Ridley Hayim Hershell, ‘Blessed are they that mourn’ (1807-1864)
A wrapping paper can change your life totally. That is what Ridley Hayim Herschell experienced personally.
Confirmation to the world
He was born in 1807 in Poznan (Poland) and had a strictly orthodox Jewish upbringing. When he was only fourteen years old, he studied to become a rabbi. He studied the Scriptures very seriously and with great respect. In fear and trembling for righteousness he exhausted himself in prayer and penitence and spent sleepless nights studying the Talmud. He also memorised whole chapters from the Tenach.
A Polish friend brought a change to his religious zeal by challenging him to enlarge his outlook. With the same diligence, he devoted himself to the study of the German language and secular literature. More and more he conformed to the manners of his non-Jewish fellow students and only when he was called ‘Jew’ in the streets, was he reminded of his roots.
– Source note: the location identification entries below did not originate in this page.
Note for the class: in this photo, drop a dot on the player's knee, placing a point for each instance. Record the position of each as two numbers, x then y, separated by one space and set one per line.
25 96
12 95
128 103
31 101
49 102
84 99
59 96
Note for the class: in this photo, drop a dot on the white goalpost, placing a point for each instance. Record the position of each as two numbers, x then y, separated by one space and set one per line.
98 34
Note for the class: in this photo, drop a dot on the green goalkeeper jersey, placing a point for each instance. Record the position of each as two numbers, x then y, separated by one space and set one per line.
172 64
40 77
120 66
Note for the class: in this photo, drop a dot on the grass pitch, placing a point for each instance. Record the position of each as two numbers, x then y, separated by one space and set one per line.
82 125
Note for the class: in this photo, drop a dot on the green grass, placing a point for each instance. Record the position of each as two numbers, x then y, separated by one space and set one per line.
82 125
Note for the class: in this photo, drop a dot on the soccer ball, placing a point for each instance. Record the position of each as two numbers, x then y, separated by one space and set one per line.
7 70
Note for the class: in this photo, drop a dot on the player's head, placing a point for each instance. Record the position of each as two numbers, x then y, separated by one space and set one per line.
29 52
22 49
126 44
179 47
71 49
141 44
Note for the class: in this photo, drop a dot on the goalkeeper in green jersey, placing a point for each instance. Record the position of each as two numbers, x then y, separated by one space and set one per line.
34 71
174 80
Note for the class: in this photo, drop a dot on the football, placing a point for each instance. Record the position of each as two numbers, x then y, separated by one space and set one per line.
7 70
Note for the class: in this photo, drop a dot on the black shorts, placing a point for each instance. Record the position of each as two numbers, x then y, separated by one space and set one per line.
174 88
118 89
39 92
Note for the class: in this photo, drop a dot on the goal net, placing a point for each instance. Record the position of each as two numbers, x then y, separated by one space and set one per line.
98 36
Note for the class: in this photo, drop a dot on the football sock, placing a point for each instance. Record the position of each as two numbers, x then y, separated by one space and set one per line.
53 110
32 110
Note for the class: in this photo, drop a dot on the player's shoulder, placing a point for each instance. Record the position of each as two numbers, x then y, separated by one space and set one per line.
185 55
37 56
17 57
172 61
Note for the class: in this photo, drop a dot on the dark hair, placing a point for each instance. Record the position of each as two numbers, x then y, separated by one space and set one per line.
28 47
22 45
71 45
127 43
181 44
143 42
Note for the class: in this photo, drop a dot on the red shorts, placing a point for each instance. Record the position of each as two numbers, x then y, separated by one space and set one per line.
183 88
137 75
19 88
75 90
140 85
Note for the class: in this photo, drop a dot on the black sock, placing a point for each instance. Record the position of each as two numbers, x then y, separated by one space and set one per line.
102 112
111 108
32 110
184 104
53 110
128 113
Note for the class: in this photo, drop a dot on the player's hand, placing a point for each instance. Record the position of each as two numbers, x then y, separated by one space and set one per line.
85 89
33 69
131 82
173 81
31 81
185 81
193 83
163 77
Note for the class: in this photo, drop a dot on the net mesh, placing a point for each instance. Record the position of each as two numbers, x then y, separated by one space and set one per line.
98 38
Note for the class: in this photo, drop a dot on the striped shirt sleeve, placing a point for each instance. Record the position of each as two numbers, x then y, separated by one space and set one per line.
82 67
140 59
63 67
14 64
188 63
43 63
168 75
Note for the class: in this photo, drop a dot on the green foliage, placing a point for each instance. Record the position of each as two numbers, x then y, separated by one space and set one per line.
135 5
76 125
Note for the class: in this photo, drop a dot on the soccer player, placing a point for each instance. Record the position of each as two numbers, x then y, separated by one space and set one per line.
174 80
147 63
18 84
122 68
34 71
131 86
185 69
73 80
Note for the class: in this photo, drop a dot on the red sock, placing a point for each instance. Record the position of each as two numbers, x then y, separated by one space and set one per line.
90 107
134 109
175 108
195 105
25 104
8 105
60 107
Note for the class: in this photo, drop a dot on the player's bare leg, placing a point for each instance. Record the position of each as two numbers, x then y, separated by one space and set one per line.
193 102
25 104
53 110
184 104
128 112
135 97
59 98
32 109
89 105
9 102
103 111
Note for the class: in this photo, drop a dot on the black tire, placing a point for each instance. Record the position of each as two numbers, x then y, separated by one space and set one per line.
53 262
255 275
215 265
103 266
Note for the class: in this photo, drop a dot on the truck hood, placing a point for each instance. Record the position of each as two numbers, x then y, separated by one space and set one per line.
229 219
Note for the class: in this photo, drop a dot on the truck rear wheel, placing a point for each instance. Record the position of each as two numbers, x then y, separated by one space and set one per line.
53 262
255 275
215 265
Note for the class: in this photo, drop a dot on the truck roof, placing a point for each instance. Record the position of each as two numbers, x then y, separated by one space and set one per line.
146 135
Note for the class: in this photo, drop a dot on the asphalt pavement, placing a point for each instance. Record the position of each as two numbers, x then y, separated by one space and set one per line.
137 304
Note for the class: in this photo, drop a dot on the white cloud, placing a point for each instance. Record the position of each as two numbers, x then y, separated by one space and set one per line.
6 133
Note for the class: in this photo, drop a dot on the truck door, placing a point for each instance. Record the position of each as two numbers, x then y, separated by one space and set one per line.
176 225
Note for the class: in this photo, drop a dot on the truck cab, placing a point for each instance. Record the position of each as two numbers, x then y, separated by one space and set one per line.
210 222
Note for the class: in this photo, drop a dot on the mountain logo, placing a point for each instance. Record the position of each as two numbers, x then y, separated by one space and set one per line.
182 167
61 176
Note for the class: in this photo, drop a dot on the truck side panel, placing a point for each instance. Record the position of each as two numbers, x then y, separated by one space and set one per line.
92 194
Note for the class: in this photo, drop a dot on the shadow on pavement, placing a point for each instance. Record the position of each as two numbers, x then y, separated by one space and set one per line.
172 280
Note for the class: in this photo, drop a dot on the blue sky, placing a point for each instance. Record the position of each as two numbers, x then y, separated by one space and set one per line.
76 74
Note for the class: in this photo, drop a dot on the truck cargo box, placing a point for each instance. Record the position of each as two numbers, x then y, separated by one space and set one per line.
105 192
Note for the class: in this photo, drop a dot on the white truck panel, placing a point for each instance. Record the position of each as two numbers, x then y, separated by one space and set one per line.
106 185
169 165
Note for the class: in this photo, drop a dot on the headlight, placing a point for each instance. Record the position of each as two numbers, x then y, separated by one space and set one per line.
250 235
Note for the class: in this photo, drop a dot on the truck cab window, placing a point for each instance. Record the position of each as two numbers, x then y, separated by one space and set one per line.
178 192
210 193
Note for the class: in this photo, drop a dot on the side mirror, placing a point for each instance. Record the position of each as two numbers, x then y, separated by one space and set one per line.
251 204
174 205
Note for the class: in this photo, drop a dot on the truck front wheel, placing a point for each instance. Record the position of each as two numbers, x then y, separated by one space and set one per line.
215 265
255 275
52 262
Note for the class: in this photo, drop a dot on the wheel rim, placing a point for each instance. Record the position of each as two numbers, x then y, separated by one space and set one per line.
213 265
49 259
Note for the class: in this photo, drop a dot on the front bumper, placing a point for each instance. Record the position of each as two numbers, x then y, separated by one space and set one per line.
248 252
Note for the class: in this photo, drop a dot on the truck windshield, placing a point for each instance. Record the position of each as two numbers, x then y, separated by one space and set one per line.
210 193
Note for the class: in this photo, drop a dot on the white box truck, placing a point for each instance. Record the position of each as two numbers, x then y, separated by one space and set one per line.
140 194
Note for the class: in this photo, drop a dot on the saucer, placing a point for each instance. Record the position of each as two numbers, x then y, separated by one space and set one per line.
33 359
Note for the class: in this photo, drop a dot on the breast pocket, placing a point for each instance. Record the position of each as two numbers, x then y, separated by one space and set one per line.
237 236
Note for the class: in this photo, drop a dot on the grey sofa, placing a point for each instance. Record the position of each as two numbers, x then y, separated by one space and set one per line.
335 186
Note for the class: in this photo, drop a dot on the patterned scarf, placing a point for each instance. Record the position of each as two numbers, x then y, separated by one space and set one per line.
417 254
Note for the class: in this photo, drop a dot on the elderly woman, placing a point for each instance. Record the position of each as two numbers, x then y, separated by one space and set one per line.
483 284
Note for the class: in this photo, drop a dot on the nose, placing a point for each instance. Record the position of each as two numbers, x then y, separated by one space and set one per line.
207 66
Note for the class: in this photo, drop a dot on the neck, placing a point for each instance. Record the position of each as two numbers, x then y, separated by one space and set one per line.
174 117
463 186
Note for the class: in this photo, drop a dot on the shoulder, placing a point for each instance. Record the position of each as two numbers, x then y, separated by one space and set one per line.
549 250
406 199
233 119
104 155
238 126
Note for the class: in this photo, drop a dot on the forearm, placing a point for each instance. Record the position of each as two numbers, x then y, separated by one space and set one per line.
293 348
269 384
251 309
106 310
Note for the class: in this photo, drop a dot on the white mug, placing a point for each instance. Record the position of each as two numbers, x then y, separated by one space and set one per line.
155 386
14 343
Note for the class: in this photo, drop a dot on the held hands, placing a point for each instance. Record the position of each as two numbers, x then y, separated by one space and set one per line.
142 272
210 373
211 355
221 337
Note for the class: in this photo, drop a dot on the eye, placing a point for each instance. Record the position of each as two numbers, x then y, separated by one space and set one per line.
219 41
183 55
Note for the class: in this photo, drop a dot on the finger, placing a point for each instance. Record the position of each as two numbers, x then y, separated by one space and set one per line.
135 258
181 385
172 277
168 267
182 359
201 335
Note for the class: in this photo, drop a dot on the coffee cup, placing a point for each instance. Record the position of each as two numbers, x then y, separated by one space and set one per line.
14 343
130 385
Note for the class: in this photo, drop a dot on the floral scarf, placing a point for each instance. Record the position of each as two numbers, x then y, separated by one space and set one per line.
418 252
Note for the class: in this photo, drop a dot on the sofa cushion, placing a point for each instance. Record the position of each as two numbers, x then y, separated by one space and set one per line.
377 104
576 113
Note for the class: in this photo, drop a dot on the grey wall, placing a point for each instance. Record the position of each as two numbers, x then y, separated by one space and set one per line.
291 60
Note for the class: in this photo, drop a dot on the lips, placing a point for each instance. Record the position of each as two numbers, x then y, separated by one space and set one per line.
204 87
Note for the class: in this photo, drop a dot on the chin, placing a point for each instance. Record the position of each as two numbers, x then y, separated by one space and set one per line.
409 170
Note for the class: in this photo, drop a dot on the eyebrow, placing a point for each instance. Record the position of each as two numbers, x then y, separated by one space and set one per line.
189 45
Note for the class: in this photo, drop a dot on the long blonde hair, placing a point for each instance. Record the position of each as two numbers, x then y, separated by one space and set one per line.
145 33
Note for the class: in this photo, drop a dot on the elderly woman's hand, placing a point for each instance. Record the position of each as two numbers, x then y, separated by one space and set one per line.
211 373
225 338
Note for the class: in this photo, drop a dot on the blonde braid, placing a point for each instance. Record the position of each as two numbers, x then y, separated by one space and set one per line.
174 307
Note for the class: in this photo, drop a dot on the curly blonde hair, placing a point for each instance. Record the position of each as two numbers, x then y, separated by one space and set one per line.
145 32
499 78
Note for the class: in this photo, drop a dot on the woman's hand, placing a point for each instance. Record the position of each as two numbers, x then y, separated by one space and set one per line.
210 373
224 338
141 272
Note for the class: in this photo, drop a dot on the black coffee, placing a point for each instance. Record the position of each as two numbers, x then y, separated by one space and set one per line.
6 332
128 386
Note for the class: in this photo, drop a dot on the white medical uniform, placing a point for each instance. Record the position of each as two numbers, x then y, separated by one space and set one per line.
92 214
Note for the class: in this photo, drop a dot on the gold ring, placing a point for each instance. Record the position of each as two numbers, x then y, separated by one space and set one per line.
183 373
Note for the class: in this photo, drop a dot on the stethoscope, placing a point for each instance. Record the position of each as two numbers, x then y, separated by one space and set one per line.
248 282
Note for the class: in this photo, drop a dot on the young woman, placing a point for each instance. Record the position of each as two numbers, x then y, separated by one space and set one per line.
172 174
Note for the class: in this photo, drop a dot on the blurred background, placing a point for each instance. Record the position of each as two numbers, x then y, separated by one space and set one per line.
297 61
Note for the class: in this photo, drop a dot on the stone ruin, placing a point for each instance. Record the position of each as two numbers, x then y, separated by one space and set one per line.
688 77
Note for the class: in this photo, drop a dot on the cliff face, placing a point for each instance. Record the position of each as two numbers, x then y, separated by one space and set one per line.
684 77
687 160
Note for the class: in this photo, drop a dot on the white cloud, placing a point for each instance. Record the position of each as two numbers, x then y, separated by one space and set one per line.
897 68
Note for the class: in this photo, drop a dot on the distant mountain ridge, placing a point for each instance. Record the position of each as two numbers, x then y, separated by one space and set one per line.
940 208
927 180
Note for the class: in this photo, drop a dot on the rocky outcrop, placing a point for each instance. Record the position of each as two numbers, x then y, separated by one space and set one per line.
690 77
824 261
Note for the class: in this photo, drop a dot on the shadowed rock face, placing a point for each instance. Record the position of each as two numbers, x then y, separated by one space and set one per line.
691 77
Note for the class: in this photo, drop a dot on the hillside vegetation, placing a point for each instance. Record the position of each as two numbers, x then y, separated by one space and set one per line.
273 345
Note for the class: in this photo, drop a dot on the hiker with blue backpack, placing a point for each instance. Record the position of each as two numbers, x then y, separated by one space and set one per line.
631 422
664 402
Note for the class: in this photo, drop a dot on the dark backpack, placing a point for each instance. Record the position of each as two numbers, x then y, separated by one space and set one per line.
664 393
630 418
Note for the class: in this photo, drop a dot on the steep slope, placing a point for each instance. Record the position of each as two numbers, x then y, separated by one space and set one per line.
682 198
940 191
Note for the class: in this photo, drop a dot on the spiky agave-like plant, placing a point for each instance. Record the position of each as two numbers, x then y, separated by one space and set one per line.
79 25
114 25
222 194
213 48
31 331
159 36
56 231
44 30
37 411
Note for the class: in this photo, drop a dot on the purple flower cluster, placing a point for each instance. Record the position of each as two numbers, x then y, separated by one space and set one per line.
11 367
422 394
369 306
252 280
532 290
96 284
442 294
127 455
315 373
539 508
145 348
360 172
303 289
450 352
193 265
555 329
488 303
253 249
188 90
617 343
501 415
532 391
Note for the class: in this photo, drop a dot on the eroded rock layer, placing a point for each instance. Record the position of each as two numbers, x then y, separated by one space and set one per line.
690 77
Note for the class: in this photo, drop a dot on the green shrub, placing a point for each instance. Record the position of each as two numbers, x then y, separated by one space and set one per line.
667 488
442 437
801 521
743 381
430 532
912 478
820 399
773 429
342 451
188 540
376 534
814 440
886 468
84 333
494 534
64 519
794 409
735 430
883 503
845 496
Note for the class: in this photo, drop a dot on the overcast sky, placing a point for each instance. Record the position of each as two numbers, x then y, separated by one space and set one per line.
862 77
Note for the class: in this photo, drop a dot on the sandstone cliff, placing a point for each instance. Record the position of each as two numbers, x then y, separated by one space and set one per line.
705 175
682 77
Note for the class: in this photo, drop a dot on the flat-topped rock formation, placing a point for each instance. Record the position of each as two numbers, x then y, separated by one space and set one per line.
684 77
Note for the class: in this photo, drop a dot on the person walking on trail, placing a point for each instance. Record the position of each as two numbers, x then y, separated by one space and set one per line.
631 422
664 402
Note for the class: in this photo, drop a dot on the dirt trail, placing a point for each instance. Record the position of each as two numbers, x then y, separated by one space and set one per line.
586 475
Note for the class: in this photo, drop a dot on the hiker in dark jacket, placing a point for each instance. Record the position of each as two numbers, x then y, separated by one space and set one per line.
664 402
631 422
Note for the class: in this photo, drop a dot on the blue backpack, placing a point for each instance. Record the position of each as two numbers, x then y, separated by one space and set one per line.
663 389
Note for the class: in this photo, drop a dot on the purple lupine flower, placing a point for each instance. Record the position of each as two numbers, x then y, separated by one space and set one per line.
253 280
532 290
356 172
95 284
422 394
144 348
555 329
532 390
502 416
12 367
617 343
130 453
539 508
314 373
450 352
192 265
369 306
Blessed are they that mourn
The death of his beloved mother was a heavy blow to him. Plunged into the utmost grief his conscience woke up and he decided to fast one day a week and to repeat many prayers. This did not calm down his guilty conscience and in despair he cried out, “O God! I have no one to help me and I don’t dare to approach You. I am guilty! Help me, for the sake of my father Abraham. Have mercy upon me!” God didn’t answer him immediately, but his cheerful companions did. Their advice was, “Go to the theatre, find entertainment and a lot of distraction.” Only his soul didn’t find peace, but God didn’t let him go.
One morning he went to a shop where they packed items in a piece of a newspaper or the page of an old book. His purchase was wrapped in a page of the Bible and on his way home his eyes noticed the words ‘Blessed are they that mourn, for they shall be comforted.’ Matthew 5:4. He carried on reading the Sermon on the Mount.
Impressed by Jesus the Messiah
This page of the Bible caught his attention. From which book was this page torn? He had no idea. A few days later he saw a book on the table in the house of an acquaintance. He opened it and read ‘Blessed are they that mourn…’ It was a New Testament, a ‘gentile book’ yet he overcame his aversion and read it from cover to cover. Gradually he became deeply impressed by the person of Jesus Christ. He was moved to tears as he read about the crucifixion, although he didn’t realise at that time that the Lord Jesus also died for his sins.
Conversations with the Reverend Henry Calbone Ridley opened his eyes and on April, 14th 1830 Herschell was baptized. In appreciation he took the name Ridley.
Herschell died rather young, but he used the years that God him gave effectively. Through his preaching many found the Messiah.